Por tanto, queriendo quitar de la mente de Vuestras Eminencias y de todo fiel cristiano esa fuerte sospecha, justamente concebida a mi propósito, con corazón sincero y no fingida fe, abjuro, maldigo y aborrezco los susodichos errores y herejías, y en general cualquier otro error, herejía y secta contraria a la Santa Iglesia; y juro que en el futuro no diré nunca más ni afirmaré por escrito o de palabra cosas por las cuales se pueda tener de mí semejante sospecha, y que si conozco a algún herético o a alguno que sea sospechoso de herejía lo denunciaré a este Santo Oficio, o al inquisidor u Ordinario del lugar donde me halle.
Juro igualmente y prometo cumplir y observar enteramente todas las penitencias que me han sido o me sean impuestas por este Santo Oficio, y si contravengo a alguna de mis promesas y juramentos, cosa que no quisiera Dios, me someto a todas las penas y castigos de los sagrados cánones y otras constituciones generales y particulares contra semejantes delincuentes impuestas y promulgadas. Así me ayude Dios, y estos sus santos Evangelios, que toco con mis propias manos.

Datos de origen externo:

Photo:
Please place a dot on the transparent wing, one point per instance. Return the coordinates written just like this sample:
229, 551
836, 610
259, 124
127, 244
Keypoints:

Yo, Galileo Galilei, supraescrito, he abjurado, jurado y prometido y me he obligado como figura más arriba; y en testimonio de la verdad he escrito la presente cédula de abjuración y la he recitado palabra por palabra en Roma, en el convento de Minerva, este 22 de junio de 1633.”
Pobrecito mío. No quiero ni imaginármelo.
Y luego vendrá el imbécil de turno argumentando que eso fue hace mucho tiempo y hasta que qué poco valor el de Galileo por no defender su postura hasta la muerte. Que no se atreva porque le suelto una filípica que lo crujo.
Y por si fuera poco, trasladar el asunto a nuestros días, mutatis mutandis, no es difícil, por desgracia. En el fondo, seguimos daño vueltas a los mismos asuntos. Y no son muchos.